Para agravar a situação da Apple, os direitos de acesso permaneceram do lado da Apple. A OpenAI observou que Chang Liu manteve acesso a certos arquivos após sua saída devido à má gestão do sistema interno da Apple — especificamente, que, quando os funcionários saíam, as permissões de compartilhamento do iCloud não eram revogadas imediatamente. Esse descuido administrativo, ironicamente, tornou-se a base para acusar ex-funcionários de “acesso não autorizado”.

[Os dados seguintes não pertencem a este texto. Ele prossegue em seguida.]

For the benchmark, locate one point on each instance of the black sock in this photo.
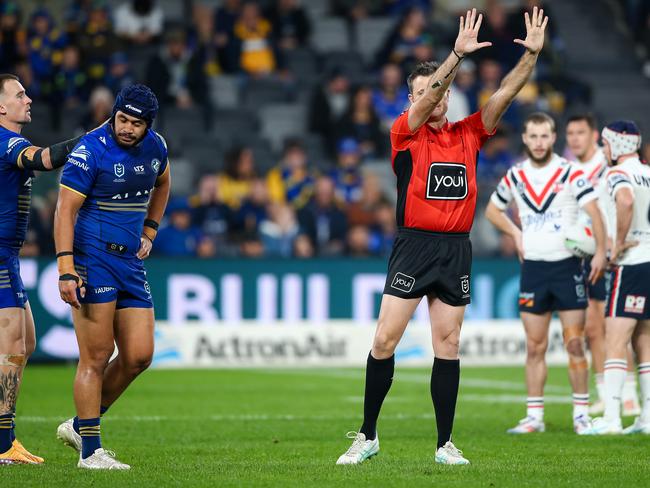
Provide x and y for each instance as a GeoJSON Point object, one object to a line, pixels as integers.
{"type": "Point", "coordinates": [445, 377]}
{"type": "Point", "coordinates": [379, 377]}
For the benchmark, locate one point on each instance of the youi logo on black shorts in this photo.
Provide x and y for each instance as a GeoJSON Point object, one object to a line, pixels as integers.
{"type": "Point", "coordinates": [402, 282]}
{"type": "Point", "coordinates": [447, 181]}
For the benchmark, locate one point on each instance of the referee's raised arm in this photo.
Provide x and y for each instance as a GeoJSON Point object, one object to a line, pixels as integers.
{"type": "Point", "coordinates": [426, 99]}
{"type": "Point", "coordinates": [517, 78]}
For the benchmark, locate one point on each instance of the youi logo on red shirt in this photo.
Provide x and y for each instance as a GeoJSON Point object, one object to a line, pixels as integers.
{"type": "Point", "coordinates": [447, 181]}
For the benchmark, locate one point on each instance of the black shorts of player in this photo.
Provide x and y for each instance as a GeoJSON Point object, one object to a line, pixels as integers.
{"type": "Point", "coordinates": [548, 286]}
{"type": "Point", "coordinates": [628, 291]}
{"type": "Point", "coordinates": [430, 263]}
{"type": "Point", "coordinates": [597, 291]}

Em sua resposta, a OpenAI não mediu palavras: embora reconheça a Apple como uma grande empresa que se destaca pela atenção aos detalhes, a OpenAI argumentou que essa ação judicial — marcada por descuido, agressividade e animosidade pessoal — não condiz com sua reputação. A empresa afirmou que não possui nem deseja nenhum dos segredos comerciais da Apple. Após sua recente vitória contra Musk, esse confronto com a Apple emergiu como um novo ponto de foco no Vale do Silício. Em sua essência, a disputa representa uma luta pela influência sobre a próxima geração de ecossistemas de hardware nativos de IA. À medida que a eficiência da inferência de grandes modelos e os recursos de agentes no lado do dispositivo avançam, os dispositivos de IA de próxima geração estão prestes a remodelar os paradigmas tradicionais dos smartphones e dos sistemas operacionais de aplicativos. A Apple está correndo para fortalecer suas defesas de confidencialidade a fim de proteger décadas de vantagens na cadeia de suprimentos de eletrônicos de consumo, enquanto a OpenAI busca demonstrar a independência e a conformidade de sua divisão de hardware. Até o momento da redação deste artigo, o Tribunal do Distrito Norte da Califórnia ainda não se pronunciou sobre o pedido de liminar, e a Apple não emitiu uma resposta pública.